Hence, yet again for conservatives we are on a road to creeping socialism.  Yet Obama’s has governed not as an enthusiastic New Deal populist but as a moderate conservative who has been quite stingy on economic stimulus.  These sour grapes also neglect the fact that corporations are the beneficiaries of the largest government “gifts” of handouts, bailouts, tax breaks, bloated contracts, and subsidies.

Nonetheless, many businesspeople have concluded that America is ungrateful for their services, and some seem intent on showing us how valuable they are by childishly picking up their bats and balls and going home.  There are several examples of business owners who have said that they will raise prices or cut worker’s pay or hours in response to the election results.  This Florida owner of several Denny’s franchises has declared that he will offset the costs of Obamacare by cutting worker hours, and the CEO of Papa John’s pizza is going to do the same, even though the company's free pizza giveaways cost several times more.  It’s important to note that these clowns are threatening people’s incomes and livelihoods — by which they meet the needs of themselves and their families — and that they are not doing so a business matter, but as a political protest of election results that they don’t like.

This is important as a matter of structural justice in economic institutions: this withdrawal of worker pay, benefits, and hours is just another form of capital strike.  I previously wrote:

Capital flight, sometimes also called capital strike, is the refusal by a company to productively invest unless its demands for special privileges are met, either by relocating capital or by hoarding it… Capital flight/capital strike is significant because it is a form of extortion: society's capital funds are used against it to the advantage of the investor class.
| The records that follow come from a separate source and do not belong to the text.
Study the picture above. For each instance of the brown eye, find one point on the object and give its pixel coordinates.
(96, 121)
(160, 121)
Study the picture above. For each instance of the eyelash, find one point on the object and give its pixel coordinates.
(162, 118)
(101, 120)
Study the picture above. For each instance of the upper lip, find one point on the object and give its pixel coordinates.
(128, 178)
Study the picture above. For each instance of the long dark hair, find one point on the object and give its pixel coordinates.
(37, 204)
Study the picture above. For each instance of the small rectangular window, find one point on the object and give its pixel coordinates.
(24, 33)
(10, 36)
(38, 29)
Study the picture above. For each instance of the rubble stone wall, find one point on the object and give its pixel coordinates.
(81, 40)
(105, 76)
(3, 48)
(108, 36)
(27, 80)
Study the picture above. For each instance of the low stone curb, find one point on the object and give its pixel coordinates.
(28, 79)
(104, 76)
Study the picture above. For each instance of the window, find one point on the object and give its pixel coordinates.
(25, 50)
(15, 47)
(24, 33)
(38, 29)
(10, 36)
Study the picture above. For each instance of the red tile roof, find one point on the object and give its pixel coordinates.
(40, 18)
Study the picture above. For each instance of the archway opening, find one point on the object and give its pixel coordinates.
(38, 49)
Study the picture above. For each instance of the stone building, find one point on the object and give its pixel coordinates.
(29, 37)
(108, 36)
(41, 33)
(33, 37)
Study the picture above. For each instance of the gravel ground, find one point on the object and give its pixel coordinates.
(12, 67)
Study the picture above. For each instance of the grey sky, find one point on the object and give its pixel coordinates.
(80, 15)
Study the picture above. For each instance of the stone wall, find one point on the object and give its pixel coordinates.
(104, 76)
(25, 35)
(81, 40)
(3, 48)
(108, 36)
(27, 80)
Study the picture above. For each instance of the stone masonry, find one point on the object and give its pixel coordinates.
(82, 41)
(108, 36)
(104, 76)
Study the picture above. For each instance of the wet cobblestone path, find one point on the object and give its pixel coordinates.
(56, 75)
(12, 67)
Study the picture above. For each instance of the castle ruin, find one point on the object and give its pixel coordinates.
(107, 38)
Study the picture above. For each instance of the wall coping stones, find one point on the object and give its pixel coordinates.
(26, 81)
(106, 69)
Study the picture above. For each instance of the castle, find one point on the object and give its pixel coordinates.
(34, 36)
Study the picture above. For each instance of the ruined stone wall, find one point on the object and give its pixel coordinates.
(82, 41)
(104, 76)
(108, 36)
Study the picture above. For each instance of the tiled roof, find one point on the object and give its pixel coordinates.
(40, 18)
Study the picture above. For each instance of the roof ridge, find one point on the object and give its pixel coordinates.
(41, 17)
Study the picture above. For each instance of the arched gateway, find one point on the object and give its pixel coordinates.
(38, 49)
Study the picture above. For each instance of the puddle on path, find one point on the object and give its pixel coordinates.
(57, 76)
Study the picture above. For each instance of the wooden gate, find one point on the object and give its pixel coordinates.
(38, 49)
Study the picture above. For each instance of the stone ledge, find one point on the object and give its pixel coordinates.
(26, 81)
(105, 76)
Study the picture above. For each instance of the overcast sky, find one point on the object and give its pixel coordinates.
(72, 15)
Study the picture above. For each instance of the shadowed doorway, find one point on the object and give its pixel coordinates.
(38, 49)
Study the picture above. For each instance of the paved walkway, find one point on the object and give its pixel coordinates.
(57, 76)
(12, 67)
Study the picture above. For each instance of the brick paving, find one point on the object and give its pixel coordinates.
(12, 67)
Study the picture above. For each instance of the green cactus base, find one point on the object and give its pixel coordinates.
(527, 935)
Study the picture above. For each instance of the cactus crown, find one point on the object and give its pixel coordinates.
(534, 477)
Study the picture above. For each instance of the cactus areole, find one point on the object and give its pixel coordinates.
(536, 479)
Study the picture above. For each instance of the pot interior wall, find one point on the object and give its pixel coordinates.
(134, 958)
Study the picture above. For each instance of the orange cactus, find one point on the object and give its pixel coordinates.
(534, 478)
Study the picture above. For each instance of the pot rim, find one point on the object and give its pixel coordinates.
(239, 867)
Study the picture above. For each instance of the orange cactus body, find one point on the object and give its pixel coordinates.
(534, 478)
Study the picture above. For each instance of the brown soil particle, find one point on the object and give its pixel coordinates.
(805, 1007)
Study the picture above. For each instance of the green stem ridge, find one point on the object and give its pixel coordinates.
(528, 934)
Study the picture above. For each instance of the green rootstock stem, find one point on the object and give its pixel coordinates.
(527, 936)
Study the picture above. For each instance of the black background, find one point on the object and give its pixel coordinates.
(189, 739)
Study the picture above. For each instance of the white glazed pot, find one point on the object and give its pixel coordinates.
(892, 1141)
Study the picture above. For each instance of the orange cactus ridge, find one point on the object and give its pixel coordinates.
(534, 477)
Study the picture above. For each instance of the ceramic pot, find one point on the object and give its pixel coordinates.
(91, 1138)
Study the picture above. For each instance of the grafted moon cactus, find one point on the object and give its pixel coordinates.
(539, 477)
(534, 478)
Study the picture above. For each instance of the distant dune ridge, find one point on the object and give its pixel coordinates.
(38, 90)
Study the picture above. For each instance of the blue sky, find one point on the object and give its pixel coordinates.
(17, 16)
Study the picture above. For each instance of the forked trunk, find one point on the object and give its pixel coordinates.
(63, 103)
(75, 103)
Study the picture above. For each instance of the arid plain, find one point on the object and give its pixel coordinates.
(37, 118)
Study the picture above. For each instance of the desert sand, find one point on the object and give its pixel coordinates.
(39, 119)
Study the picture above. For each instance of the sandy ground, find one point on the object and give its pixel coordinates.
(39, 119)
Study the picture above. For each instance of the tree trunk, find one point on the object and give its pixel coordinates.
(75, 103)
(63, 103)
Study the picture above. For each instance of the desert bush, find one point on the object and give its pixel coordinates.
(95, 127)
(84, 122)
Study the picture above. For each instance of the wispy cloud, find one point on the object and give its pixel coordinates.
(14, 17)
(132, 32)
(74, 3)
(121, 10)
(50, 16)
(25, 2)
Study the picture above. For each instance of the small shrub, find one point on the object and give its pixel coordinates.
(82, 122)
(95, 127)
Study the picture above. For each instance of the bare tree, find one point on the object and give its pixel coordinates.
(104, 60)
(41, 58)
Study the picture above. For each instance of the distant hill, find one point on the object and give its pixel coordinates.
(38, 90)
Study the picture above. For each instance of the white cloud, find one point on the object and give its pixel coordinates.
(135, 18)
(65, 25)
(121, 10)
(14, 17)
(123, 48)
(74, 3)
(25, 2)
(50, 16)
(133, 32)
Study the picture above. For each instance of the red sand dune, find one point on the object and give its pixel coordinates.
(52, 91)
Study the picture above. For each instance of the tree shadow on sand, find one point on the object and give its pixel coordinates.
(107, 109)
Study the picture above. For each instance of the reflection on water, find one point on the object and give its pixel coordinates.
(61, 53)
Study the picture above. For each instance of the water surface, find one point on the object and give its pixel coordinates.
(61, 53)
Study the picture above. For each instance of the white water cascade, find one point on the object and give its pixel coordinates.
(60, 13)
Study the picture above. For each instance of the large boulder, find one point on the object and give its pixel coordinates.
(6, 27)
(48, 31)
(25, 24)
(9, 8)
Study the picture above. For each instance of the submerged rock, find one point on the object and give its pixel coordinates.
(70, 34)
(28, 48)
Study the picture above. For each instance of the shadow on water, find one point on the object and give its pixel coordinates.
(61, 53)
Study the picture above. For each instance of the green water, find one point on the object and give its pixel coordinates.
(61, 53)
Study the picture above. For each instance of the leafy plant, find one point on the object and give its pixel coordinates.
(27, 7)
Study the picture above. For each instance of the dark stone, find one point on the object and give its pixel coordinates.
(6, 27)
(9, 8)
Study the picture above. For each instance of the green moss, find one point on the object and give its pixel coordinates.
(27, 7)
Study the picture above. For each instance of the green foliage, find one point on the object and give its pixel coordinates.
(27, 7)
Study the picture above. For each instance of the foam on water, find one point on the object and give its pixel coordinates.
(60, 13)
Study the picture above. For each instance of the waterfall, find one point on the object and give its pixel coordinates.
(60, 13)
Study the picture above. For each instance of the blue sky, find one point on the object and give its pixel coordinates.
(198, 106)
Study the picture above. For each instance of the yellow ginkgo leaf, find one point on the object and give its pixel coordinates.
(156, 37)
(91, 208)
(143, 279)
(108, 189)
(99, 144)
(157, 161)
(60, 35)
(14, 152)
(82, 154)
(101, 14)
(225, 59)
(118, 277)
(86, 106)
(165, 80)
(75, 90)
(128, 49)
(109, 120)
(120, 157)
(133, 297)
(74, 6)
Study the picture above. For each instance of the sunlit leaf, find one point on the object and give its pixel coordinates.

It is the relocation or withholding of society's investment assets, not for rational reasons, but as a threat.

Owners of capital have the power to make society’s decisions about when and where to allocate capital investment, and it is important to understand that this is a great social power; ideally it should be done by trained, responsible, vetted people who are accountable to the workers, consumers, and communities affected by their decisions, and to society at large.  But because we allow private ownership of the means of production and also have set up the system so that the accumulation of private profit is the driving motive behind investment decisions, investment is only done when it promises to make some capitalist a pile of money.  America is particularly dysfunctional in its capital allocation decisions, because its business culture and corporate and legal structures encourage an extremely short-term outlook for business decisions: rather than investing for the years to come, or even for posterity’s sake, businesspeople focus on the latest quarterly profit, or even on wringing as much profit as possible from each nanosecond through automated computer trades.

The psychology of this has been commented on elsewhere — Digby has pointed out repeatedly how these businessmen take their own press seriously, believing themselves to be the “masters of the universe” and the creative force of the economy.  Some of them insisting on having their boots licked or else they won’t cooperate with the rest of society and perform their proper social function, to make capital allocation decisions in a responsible, productive way.  These are the same people who crashed the financial system and brought you the Great Recession.

I’m not so much interested in this as a psychological phenomenon, but as an economic structural matter.  It is of course the case that people in positions of power, who spend their lives as members of our society’s privileged capitalist elite, believe that they are special and whine like children when reality, and their fellow members of society, inevitably demonstrate otherwise.  In the political sphere, it was that psychological tendency towards arrogance and hubris (and other human psychological weaknesses) that led to limitations on political power and authority through democratization and structures of checks and balances.  Governance is better when power is spread and decision-making made accountable.

Now, imagine if we extended that to the economic sphere: imagine if businesses and corporations were run democratically by their workers, so that business leaders were elected to limited terms by their employees and could even be recalled for mismanagement.  There would be no way that a manager or CEO could cut pay or hours, ruining people’s very livelihoods, in protest of a political election.  The workers would fire them.  And even if business costs or other economic contingencies, such as providing for health care or dealing with a recession, actually did put a company in a threatened financial position, under economic democracy cutting jobs would be the last resort that workers would turn to.  Instead, they would find creative, innovative ways to succeed, and/or they would engage in job-sharing, cut profits and CEO pay and bonuses at the top first, etc.

If I had to choose only one politico-economic reform for modern society, I would pick democratizing business enterprise, because nearly all our political, economic, and social ills stem from private control of capital.  That is the most critical reform to make.